Indélébiles by Luz
Paris. Futuropolis. 2018. 319 pages.
Renald Luzier (“Luz”) started drawing for the satirical magazine Charlie Hebdo in 1993 and eventually became one of its best-known cartoonists. On Jan. 7, 2015 (his birthday), the fact that he was late for a meeting at the magazine’s office in Paris saved his life. The jihadi terrorist attack that targeted the journalists and cartoonists of Charlie Hebdo left twelve people dead and eleven wounded. Luz produced a very dark bande dessinée or graphic album in the aftermath of the massacre: Catharsis (Futuropolis, 2015). Indélébiles is a very different work. In a much lighter tone, Luz tells the story of the magazine’s development and of his interactions with his colleagues and friends, many of whom are still famous in France: Cabu, Wolinsky, Charb, Gébé, Catherine Meurisse, etc. The terrorist attack itself is noticeably absent from this graphic novel. Instead, a concluding dreamlike sequence brings back, in a festive atmosphere, all those who participated in the publication of Charlie over the years.
Luz’s pictorial memoir is in part an homage to the fellow cartoonists with whom he worked for about twenty years. It is also a description of the creative process of a group of satirical artists who covered many different topics over the course of their careers. One of the most fascinating is the detailed report on the appalling living and working conditions meted out to prisoners at the infamous “Angola” state penitentiary in Louisiana. Another lengthy sequence describes Luz’s strange and sometimes-dangerous encounters during a cease-fire in war-torn ex-Yugoslavia. Luz also touches on one of his early series of comic strips, titled Les Mégret gèrent la ville, which ridiculed an extreme-right-wing French politician. Much of the narrative is devoted to portraits of older and well-established cartoonists, such as Gébé and Cabu, who served as Luz’s mentors during the early phase of his career and who are lovingly and humorously evoked as they produce their own works.

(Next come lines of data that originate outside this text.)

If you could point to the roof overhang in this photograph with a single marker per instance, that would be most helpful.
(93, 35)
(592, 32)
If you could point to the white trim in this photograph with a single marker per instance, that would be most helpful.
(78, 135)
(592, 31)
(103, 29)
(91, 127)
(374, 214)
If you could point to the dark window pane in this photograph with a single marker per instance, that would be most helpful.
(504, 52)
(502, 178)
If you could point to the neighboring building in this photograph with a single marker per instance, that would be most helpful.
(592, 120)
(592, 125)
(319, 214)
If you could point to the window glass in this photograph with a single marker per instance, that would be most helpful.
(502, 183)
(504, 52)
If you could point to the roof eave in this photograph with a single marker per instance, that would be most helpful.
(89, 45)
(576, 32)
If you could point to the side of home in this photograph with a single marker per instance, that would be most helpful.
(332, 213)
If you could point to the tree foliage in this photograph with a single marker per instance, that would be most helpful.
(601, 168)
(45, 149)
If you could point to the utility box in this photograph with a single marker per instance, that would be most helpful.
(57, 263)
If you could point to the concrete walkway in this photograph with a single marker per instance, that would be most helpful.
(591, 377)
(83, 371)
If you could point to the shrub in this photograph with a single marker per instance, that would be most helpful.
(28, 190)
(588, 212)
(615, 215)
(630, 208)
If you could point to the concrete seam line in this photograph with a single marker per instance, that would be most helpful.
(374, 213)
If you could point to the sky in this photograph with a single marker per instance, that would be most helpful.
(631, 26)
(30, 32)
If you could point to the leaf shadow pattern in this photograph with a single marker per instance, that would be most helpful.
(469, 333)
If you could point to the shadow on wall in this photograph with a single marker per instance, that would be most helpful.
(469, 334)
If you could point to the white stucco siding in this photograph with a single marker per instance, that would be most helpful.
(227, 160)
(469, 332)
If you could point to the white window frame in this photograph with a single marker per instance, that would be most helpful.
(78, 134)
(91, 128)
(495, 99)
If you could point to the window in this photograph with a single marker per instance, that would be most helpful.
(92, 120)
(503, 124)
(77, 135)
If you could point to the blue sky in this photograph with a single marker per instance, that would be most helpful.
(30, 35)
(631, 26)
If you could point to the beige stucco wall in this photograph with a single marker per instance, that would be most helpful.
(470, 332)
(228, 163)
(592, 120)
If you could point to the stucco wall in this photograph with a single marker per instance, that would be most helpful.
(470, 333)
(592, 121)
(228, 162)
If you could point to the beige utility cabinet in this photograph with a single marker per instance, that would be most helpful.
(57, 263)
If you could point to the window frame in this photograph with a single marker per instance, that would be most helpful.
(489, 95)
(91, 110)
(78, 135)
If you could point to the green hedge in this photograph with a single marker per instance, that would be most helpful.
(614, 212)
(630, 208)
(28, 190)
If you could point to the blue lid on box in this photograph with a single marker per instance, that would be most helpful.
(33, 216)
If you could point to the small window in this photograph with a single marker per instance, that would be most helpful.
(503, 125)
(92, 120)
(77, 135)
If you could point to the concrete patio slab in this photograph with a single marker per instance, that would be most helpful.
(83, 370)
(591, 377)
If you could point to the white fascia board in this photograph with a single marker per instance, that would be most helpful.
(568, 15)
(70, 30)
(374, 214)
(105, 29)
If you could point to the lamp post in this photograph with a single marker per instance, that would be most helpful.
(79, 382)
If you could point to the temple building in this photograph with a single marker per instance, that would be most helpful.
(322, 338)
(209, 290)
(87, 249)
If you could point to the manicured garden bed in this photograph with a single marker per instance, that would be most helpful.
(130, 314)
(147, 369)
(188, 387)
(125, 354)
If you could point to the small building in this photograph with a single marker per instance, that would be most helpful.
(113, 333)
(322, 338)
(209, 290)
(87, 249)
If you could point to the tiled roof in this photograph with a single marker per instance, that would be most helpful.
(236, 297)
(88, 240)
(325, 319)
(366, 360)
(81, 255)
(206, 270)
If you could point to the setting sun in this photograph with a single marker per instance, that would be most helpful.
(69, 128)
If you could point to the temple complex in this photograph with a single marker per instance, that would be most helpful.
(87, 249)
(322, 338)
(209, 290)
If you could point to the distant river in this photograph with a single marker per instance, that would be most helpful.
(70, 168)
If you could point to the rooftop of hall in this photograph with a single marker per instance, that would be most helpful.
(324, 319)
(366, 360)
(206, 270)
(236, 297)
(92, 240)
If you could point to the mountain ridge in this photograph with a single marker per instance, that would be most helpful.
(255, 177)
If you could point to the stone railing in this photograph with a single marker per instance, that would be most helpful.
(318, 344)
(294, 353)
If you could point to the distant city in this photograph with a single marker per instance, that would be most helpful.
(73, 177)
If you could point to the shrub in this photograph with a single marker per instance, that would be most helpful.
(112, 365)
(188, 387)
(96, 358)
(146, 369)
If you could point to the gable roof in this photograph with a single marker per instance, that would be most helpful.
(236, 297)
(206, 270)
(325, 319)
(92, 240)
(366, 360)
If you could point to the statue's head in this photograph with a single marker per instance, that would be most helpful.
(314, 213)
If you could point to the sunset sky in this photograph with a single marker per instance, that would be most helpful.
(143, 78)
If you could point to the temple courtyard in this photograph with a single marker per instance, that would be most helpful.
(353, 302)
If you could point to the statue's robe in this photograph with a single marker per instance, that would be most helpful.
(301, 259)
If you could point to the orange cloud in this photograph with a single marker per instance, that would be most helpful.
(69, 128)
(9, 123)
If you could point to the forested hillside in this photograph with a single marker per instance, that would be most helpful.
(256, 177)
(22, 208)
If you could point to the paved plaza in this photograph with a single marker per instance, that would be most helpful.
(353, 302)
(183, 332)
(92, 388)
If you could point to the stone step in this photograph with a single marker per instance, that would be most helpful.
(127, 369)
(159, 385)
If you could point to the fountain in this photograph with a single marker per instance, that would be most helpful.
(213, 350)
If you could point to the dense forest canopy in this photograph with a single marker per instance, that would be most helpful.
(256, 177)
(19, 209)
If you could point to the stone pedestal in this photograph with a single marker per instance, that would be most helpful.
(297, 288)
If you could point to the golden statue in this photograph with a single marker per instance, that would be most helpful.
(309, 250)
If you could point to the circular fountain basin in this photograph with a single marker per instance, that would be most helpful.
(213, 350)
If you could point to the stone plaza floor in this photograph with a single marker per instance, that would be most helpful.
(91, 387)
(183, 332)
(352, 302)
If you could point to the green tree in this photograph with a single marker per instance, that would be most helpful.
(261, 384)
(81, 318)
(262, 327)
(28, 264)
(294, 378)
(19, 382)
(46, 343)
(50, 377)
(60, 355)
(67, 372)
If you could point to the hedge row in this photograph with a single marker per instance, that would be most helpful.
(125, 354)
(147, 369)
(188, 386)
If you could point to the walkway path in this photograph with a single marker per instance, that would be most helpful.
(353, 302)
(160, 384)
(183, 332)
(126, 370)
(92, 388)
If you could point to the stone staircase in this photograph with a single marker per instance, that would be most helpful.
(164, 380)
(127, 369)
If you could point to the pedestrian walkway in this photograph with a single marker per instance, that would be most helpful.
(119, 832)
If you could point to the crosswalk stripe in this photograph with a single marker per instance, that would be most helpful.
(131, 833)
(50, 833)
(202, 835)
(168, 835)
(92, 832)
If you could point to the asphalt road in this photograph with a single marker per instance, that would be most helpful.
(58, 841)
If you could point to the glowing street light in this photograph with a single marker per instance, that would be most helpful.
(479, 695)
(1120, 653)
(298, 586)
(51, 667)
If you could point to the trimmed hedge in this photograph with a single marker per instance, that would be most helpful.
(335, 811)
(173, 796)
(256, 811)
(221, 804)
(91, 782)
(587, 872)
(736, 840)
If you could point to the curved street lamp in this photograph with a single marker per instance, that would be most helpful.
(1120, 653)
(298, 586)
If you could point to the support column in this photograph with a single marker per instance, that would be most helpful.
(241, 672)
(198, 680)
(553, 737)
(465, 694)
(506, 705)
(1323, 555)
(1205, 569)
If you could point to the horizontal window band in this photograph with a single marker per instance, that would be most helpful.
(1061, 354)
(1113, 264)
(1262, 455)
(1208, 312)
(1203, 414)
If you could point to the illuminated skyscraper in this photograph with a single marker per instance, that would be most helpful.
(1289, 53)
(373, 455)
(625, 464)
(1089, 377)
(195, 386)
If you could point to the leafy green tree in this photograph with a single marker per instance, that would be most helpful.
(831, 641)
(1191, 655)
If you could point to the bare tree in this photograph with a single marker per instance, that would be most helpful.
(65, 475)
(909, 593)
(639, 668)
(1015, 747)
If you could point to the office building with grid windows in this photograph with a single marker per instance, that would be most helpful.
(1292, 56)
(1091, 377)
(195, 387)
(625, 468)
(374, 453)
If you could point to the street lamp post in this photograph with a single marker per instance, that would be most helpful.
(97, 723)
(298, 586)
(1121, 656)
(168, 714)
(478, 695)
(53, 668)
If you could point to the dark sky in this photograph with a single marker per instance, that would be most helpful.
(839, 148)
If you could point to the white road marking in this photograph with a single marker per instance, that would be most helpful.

Indélébiles reflects social and cultural events and trends during roughly two decades of French history, from the socialist presidency of François Mitterrand to that of François Hollande, with the right-wing presidents Jacques Chirac and Nicolas Sarkozy in between. Unsurprisingly, there are reports devoted to street demonstrations against racism and police brutality. Luz, the somewhat innocent provincial young man who moved to Paris in search of a job, gets his first taste of tear gas and of charges by the CRS riot police.
Overall, Luz’s lengthy graphic novel is a consistently amusing, sometimes moving account of the heyday of an irreverently satirical magazine, before it unwillingly became a worldwide icon.